An international research team including David Shore, an assistant professor of psychology at McMaster University and Donna Lloyd, Charles Spence and Gemma Calvert of the University of Oxford used functional magnetic resonance imaging (fMRI) to understand how the brain represents a limb placed across the body midline. The results showed profound changes in the way our brains process tactile stimulation to the right hand when it lies to the left of the body and that this is different when we can see the hand versus when we can't.

The new study shows the complex process the brain works through to ensure you can perform a movement that appears effortless. “There is a complexity involved that we take for granted,” said Shore, whose research specialty is multisensory temporal processing.

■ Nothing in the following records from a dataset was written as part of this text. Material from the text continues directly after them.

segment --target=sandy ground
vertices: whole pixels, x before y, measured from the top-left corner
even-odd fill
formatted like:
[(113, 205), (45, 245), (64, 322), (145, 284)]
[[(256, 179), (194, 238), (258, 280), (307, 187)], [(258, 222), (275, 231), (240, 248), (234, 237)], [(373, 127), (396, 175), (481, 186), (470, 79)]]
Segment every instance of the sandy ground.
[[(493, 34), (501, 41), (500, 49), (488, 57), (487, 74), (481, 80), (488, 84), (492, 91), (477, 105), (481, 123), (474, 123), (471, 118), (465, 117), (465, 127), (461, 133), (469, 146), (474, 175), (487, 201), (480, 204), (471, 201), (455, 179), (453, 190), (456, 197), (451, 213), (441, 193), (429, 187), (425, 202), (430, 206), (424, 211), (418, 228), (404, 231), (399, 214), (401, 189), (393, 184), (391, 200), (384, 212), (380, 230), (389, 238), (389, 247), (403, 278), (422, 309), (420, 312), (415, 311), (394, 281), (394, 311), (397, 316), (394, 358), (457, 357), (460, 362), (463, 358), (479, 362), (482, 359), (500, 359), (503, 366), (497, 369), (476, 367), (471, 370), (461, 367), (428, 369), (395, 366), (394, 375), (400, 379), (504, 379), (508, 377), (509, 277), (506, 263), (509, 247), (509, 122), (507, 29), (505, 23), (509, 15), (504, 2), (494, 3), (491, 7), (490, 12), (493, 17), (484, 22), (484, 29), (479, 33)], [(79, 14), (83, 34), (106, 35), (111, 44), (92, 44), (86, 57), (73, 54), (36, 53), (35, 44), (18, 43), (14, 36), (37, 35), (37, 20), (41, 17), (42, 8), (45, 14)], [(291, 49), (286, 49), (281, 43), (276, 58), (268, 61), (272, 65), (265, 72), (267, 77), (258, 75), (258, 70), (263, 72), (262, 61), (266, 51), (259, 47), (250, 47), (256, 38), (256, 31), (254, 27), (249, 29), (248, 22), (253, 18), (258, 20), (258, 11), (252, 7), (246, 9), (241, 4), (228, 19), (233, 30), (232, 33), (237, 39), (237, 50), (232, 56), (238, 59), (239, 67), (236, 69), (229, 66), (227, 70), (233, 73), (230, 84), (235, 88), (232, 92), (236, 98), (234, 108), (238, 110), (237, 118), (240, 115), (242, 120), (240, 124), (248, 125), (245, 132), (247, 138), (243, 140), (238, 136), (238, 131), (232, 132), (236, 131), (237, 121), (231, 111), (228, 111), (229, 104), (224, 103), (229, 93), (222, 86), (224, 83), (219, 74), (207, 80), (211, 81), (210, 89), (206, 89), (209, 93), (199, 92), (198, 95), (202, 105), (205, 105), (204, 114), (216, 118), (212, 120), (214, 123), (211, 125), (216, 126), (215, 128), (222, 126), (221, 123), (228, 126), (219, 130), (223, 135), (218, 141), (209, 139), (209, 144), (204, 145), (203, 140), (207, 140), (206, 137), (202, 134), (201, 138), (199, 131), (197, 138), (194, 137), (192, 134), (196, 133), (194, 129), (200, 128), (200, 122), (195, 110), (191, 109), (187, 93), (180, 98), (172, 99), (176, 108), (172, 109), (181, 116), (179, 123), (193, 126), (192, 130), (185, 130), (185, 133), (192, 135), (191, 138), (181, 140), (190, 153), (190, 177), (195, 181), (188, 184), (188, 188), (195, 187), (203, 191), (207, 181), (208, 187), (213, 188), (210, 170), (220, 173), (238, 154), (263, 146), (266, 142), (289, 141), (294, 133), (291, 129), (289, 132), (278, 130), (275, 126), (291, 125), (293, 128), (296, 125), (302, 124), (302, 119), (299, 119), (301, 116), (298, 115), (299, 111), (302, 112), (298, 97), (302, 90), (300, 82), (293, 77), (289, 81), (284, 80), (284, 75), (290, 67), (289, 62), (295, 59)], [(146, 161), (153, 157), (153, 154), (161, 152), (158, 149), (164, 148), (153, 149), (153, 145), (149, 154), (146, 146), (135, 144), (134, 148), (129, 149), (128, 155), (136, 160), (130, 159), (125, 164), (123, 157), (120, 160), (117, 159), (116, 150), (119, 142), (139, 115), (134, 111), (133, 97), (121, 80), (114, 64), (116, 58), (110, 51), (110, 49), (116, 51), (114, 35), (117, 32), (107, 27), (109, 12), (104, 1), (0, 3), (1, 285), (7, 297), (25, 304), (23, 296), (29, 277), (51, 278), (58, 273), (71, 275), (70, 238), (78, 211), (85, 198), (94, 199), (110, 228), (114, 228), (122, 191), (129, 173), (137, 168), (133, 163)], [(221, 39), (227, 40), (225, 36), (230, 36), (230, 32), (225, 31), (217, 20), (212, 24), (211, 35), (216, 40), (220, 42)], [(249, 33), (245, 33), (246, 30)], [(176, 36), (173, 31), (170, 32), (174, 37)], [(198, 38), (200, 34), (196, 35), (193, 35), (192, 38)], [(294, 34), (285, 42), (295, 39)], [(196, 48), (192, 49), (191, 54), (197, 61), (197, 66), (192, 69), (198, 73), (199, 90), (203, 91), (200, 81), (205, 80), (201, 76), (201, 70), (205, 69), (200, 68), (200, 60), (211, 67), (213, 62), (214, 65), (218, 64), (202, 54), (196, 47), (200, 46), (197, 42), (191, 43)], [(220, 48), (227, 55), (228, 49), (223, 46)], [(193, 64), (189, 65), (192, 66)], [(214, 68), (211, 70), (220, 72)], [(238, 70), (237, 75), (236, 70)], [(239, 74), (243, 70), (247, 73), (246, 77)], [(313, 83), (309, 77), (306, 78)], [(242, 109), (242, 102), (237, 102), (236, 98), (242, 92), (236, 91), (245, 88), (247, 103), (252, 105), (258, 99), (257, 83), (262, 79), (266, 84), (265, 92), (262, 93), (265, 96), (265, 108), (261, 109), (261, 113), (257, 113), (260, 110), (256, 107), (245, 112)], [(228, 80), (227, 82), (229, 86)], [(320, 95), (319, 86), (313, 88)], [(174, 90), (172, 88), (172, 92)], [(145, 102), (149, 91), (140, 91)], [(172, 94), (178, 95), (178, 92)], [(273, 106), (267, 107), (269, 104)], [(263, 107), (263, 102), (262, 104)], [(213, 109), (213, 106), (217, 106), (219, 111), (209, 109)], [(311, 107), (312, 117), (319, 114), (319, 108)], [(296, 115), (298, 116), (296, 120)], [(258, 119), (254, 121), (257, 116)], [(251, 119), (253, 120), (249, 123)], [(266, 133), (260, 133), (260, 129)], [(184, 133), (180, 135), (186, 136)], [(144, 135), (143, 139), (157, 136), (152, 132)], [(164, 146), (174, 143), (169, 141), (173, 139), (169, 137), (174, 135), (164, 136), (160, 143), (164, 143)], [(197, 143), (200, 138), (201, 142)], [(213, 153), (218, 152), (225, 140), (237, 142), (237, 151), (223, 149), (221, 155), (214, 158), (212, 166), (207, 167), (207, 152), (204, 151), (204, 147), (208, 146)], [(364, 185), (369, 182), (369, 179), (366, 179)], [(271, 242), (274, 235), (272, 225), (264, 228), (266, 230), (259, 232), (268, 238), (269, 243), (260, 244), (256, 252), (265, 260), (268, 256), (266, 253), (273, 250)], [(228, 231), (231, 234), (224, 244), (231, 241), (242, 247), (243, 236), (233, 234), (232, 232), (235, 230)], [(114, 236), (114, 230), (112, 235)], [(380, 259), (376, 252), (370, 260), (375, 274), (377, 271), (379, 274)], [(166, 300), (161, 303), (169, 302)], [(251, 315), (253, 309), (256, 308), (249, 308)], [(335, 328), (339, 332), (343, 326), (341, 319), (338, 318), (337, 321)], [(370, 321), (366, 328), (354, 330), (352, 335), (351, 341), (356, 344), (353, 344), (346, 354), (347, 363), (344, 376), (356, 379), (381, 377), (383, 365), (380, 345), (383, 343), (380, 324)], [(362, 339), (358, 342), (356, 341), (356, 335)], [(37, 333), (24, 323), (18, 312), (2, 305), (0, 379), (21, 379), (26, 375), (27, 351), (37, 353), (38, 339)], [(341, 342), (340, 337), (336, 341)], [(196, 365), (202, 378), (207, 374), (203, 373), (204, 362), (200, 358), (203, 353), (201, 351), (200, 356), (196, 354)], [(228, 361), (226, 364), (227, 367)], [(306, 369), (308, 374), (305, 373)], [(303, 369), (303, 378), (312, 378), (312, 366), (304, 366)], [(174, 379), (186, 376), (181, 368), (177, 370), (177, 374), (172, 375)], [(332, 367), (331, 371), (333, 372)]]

“This is the first examination of the fMRI-related cortical
consequences of placing a limb across the body midline in humans.”

Reaching for a glass at the dinner table is one example of the every day activities requiring the brain to combine information from different senses. “Visual information about the location of the glass, proprioceptive information about your body position, tactile
information about the feel of the glass and even auditory information as it slides along the table need to be integrated into a real-world' object,” Shore said.

“Your brain is constantly updating the representation of space,” Shore said. “With your eyes closed, it is the position of the hand (on the left) that determines the locus of brain activity (in the right hemisphere). With the addition of vision, processing shifts to the more appropriate' left hemisphere. This shift in activation (from right to left hemisphere) may account for improved performance previously observed when vision of the hand is possible.”

The researchers scanned 10 right-handed people while they passively received stimulation to the right thumb that was either on the right side of the body or across the body midline on the left side of the body. The study participants either kept their eyes closed throughout or had them open and fixated on the stimulated right hand.

The research study, Multisensory representation of limb position in human premotor cortex, is to be published in the online edition of the journal Nature Neuroscience on Dec. 16. The research was funded with a Network Grant from the University of Oxford McDonnell-Pew Centre for Cognitive Neuroscience.